The BJP’s vote share in these elections is set to increase by 5 percentage points to 38%, but this has not dented AAP’s tally. The BJP’s inability to find a state-level leader to take on Arvind Kejriwal continues to hurt it: from Harshvardhan in 2013 to Kiran Bedi in 2015 and now Manoj Tewari in 2020, all have failed. The BJP, however, did make a few gains in the northern (Rohini) and eastern (Laxmi Nagar and Gandhi Nagar) parts of the city.
Tellingly, the BJP also failed to win a single seat in the 12 constituencies reserved for the Scheduled Castes. In these seats, AAP picked up 57% of the votes while the BJP lagged over 20 percentage points behind.
The overall verdict may seem similar to the last election, but the seat-level contests have been vastly different. In 2015, 53 of 70 seats were won with a margin of more than 15% and all by AAP. In 2020, this number has come down to 29, with 28 won by AAP and one by the BJP. Close contests, where the victory margin was less than 5%, doubled from 6 to 11, but AAP still won nine of these.
One such close contest was in Patparganj, where deputy chief minister Manish Sisodia scraped a narrow victory after trailing for much of the day.
Atishi, too, survived a scare in Kalkaji. She had lost her Lok Sabha campaign to former cricketer Gautam Gambhir, but managed to pull through and, in the end, won comfortably with a victory margin greater than 10%.
In Okhla, home to the Shaheen Bagh protest and a focal point of these elections, AAP’s Amanatullah Khan registered the second-highest vote share of 72.49%. In the seats that AAP did lose, it secured, on average, 4% fewer votes than in 2015. In two seats it secured significantly fewer votes—Karawal Nagar (19%) and Ghonda (9%).
The BJP might be tempted to dismiss the election results as unimportant, given Delhi’s size and its overwhelming success in the 2019 Lok Sabha elections (in which it swept all seven seats).

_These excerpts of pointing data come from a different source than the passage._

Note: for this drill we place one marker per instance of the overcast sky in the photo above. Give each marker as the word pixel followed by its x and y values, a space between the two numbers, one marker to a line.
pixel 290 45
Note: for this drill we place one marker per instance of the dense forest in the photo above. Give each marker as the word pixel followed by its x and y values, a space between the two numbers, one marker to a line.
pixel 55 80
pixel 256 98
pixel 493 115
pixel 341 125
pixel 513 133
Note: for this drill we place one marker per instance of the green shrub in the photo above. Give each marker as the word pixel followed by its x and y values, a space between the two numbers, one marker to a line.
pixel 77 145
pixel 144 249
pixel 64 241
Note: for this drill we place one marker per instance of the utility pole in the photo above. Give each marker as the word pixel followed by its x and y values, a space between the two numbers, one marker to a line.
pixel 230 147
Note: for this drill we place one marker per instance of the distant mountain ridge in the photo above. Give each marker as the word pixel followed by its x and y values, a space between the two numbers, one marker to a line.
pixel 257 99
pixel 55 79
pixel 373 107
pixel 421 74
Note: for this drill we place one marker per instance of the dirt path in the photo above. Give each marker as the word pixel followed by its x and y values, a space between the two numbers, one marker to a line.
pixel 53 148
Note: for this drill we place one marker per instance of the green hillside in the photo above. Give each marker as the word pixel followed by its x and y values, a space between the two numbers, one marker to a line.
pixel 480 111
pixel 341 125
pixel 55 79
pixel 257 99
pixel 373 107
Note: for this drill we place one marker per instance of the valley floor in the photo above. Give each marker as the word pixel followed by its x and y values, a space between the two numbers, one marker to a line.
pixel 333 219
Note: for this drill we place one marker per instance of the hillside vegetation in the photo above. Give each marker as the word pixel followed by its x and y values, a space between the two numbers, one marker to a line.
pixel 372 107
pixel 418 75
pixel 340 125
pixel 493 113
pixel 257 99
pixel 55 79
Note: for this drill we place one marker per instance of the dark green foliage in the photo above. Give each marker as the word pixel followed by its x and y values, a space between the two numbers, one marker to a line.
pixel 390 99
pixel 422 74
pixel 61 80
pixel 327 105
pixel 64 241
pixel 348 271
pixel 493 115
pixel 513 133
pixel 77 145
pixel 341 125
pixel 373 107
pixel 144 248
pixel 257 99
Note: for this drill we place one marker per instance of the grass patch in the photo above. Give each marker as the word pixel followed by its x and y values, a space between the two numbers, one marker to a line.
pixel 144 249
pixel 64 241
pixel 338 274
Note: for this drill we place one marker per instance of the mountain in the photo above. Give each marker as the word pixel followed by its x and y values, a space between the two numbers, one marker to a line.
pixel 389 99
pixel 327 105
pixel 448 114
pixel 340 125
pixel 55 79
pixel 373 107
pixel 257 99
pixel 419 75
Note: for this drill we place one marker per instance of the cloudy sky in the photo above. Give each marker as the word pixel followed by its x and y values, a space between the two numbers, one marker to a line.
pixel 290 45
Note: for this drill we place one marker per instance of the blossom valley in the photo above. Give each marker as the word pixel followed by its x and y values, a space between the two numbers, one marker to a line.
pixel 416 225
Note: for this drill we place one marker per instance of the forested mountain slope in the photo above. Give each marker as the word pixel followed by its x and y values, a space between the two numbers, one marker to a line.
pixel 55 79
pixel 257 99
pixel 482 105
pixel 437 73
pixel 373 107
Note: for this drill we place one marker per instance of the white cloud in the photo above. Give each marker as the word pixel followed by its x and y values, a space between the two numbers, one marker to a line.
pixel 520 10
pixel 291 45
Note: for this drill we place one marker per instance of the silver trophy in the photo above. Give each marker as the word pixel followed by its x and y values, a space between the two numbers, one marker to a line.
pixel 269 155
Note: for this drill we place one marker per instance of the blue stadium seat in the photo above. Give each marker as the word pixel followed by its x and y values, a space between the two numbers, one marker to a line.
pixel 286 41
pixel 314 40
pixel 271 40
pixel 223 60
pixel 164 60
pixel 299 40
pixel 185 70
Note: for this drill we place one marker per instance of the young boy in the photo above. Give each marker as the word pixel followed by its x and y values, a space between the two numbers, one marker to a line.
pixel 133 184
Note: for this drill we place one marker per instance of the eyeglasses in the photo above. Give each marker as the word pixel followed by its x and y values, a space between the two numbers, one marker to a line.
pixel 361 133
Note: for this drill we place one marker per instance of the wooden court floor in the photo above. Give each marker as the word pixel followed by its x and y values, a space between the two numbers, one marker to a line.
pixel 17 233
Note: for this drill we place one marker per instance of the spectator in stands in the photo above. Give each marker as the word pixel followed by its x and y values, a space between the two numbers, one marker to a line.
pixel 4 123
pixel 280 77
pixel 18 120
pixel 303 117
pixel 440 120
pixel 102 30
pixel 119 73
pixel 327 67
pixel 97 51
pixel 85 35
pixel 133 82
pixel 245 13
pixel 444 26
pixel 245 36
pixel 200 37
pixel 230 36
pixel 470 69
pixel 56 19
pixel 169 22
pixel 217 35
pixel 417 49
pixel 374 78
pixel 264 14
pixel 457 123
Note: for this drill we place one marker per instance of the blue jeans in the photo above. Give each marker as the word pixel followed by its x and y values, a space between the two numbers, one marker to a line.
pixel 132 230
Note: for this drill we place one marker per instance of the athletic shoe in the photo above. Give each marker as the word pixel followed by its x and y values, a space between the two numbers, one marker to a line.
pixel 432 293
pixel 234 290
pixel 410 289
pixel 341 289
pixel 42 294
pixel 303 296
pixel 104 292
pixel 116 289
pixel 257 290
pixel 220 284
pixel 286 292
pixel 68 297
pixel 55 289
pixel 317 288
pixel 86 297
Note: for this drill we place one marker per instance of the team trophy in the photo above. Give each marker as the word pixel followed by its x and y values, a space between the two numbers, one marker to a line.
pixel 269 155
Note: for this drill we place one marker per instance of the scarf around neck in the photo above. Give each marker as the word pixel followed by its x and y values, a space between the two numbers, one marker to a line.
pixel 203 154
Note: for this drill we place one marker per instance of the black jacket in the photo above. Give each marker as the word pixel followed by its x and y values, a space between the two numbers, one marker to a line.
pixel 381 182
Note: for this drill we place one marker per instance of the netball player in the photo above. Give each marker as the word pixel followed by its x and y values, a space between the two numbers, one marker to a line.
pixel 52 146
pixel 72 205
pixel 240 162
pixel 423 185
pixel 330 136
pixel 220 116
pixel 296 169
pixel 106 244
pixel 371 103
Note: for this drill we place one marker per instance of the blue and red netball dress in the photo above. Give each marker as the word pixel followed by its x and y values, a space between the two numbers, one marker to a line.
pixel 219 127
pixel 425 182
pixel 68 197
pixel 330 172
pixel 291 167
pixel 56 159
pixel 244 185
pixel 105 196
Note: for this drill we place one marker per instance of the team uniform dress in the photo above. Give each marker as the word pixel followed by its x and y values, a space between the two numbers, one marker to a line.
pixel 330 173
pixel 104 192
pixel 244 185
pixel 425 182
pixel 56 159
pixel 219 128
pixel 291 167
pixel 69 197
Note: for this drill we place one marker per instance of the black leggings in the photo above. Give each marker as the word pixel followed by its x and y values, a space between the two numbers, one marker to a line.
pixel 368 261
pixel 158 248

However, its current streak of losing state elections should have its leadership concerned.
Its national tally of MLAs has shrunk by 27 since May 2019, and it has lost power in Maharashtra and Jharkhand. In all these elections, the BJP has campaigned heavily on nationalism. But in these states, and now in Delhi, local issues seem to have trumped national issues for voters.
With the coming state elections in Bihar and West Bengal (in 2021), the BJP may need to change its strategy.